Since Marian Central Catholic High School opened in 1959, its students have taken first-semester final exams in mid-January. During Christmas break, students pored over study guides and completed assignments. Assistant Principal Cheryl Loy characterized Christmas vacation as “the break that [wasn’t] a break.”

This year, Marian joins a growing number of high schools in the United States that have rearranged the academic calendar so students finish the first semester before Christmas vacation. At Marian, students are taking their finals Dec. 19 to 21. Woodstock and Woodstock North high schools made the switch to pre-Christmas exams seven years ago.

The change in exam schedule necessitated starting the school year earlier, so Marian students reported to school Aug. 17.

“I wanted to die,” said senior Addison Fortin.  As Christmas and exams drew closer, Fortin was able to see the positive side of the change. “Getting out in May [as opposed to June] makes it feel like the school year’s going faster,” she said.

Guidance counselor Tom Kruse said the advantages of taking final exams before Christmas break “far outweigh the disadvantages.” First, he pointed out, “The students don’t have to worry about anything over break.”

Tiffany Teubert, a senior, cited the advantage of having exams on the heels of classroom instruction with no vacation gap: “You remember everything,” she said.

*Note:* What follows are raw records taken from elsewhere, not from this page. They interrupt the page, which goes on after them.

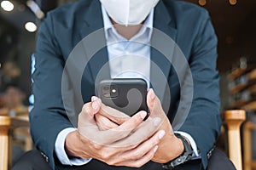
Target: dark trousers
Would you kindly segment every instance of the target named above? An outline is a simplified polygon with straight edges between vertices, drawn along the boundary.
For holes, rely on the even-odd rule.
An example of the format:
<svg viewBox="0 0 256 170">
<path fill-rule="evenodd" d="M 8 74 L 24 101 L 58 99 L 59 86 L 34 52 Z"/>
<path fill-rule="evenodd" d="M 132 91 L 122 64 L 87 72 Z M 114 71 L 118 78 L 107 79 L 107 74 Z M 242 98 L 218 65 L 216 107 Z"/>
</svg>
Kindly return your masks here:
<svg viewBox="0 0 256 170">
<path fill-rule="evenodd" d="M 85 166 L 63 166 L 56 162 L 55 169 L 61 170 L 132 170 L 137 168 L 132 167 L 116 167 L 106 166 L 103 162 L 96 160 L 90 161 Z M 144 170 L 164 170 L 160 164 L 147 163 L 143 167 Z M 201 170 L 201 160 L 193 160 L 188 163 L 180 165 L 175 170 Z M 12 170 L 50 170 L 48 162 L 44 160 L 41 153 L 37 150 L 32 150 L 26 152 L 20 159 L 15 163 Z M 207 170 L 236 170 L 232 162 L 228 157 L 219 150 L 215 149 L 209 160 Z"/>
</svg>

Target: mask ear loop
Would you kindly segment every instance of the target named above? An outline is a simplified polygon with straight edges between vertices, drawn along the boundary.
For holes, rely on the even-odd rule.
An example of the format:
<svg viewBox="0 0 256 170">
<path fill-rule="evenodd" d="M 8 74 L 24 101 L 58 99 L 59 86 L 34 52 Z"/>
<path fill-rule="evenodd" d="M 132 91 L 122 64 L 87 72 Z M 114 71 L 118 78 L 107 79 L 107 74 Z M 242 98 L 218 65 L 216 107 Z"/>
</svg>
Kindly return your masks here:
<svg viewBox="0 0 256 170">
<path fill-rule="evenodd" d="M 129 17 L 130 17 L 130 0 L 126 0 L 125 2 L 126 2 L 127 8 L 128 8 L 128 12 L 127 12 L 126 18 L 125 18 L 125 26 L 128 26 Z"/>
</svg>

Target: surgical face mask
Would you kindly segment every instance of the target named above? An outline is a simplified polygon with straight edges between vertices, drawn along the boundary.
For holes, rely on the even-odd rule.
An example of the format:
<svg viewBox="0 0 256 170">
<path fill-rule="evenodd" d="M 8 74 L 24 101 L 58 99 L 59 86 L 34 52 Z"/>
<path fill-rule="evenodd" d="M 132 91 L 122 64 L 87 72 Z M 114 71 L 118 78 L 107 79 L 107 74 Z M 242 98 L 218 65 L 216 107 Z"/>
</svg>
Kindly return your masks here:
<svg viewBox="0 0 256 170">
<path fill-rule="evenodd" d="M 141 24 L 159 0 L 100 0 L 108 15 L 122 26 Z"/>
</svg>

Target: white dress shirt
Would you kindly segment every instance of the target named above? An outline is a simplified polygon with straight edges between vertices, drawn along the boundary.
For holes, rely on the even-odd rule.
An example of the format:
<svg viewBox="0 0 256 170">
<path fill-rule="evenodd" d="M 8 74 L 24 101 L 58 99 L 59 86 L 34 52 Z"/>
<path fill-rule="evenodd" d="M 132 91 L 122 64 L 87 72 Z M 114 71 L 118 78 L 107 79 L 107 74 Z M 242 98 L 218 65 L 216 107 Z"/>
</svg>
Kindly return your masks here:
<svg viewBox="0 0 256 170">
<path fill-rule="evenodd" d="M 130 40 L 119 35 L 102 6 L 104 31 L 108 45 L 110 75 L 112 78 L 137 77 L 147 81 L 149 87 L 150 77 L 150 39 L 153 31 L 154 9 L 150 12 L 140 31 Z M 91 159 L 70 158 L 65 151 L 65 139 L 67 134 L 76 128 L 66 128 L 57 136 L 55 151 L 64 165 L 83 165 Z M 190 142 L 194 156 L 199 157 L 193 138 L 183 132 L 177 131 Z"/>
</svg>

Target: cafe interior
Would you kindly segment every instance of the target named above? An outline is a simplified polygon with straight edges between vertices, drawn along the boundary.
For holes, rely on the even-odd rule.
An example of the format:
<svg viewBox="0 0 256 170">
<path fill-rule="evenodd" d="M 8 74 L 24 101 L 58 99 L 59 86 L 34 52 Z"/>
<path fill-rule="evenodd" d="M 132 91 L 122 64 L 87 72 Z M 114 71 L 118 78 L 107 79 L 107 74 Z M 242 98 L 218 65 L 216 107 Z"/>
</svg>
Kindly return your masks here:
<svg viewBox="0 0 256 170">
<path fill-rule="evenodd" d="M 184 1 L 208 10 L 218 37 L 223 127 L 217 147 L 237 169 L 256 169 L 256 1 Z M 0 170 L 34 148 L 28 115 L 37 33 L 49 11 L 74 2 L 0 0 Z"/>
</svg>

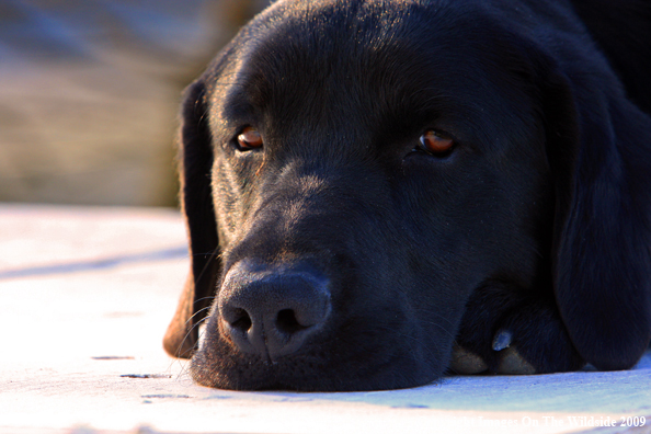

Kruse also noted the advantage for the faculty.

“Teachers can start the new semester out of the box after Christmas with no reteaching,” he said. English teacher and former Marian student Kasey Gallagher looks forward to “the calm after the storm. We get to have a real break and relax,” she said. “We don’t have to answer emails and can have time with our families.”

Loy shared that pre-Christmas exams have more profound advantages than convenience and aligning with neighboring schools’ calendars. Marian hosts a series of workshops for parents titled “Conversations that Matter.” The second workshop, “Raising Resilient Teens,” partly covered how to help high school students deal with stress and anxiety.

Loy pointed to three factors that have raised the stress level for high school students: social media, multiple sittings for college placement exams and colleges’ expectations that students take the most challenging class work, particularly Advanced Placement courses.

Social media, Loy said, is an “ongoing, relentless invasion.” Emails from colleges arrive in students’ inboxes with constant reminders that time’s running out to apply to a university, craft an essay for a scholarship or submit necessary paperwork. Because students can see emails on their phones, there’s “no time to step away from anything,” Loy said. She likened students’ omnipresent phones to a television, with an important exception.

“They can’t turn the TV off,” she said. “It builds and maintains stress.”

Gone are the days when students took the ACT or SAT just once at the beginning of their senior year. Researchers Matt Harmston and Jill Crouse put the percentage of students who take the ACT multiple times at 45 percent in 2015. Colleges reward this practice by accepting students’ highest score in each area, such as English or math, allowing students to cherry- pick their best scores from different sittings for the test. Between tests, many students work with a tutor or take test preparation courses after school.

Marian’s course catalog includes 21 honors and 15 Advanced Placement offerings for which students can earn college credit. For honors classes, Marian’s course catalog advises, “Students in these rigorous courses should expect extensive assignments and must assume responsibility for daily class participation.” AP courses come with the same course expectations, plus taking an exam in late April or May to determine if a student will receive college credit for the course.

“You see what [the students] are putting themselves through,” said Loy. “We have to ask, ‘Are they balanced?’”

Loy, a former English teacher, hopes students will take advantage of free time over Christmas break to “be bored.” She wants them “to pick up a book they want to read.” She underlined that helping students reduce stress and anxiety was the most important reason to adjust the exam schedule.

“It’s for their spiritual and emotional health,” she said, “to protect their downtime and let the brain recover.”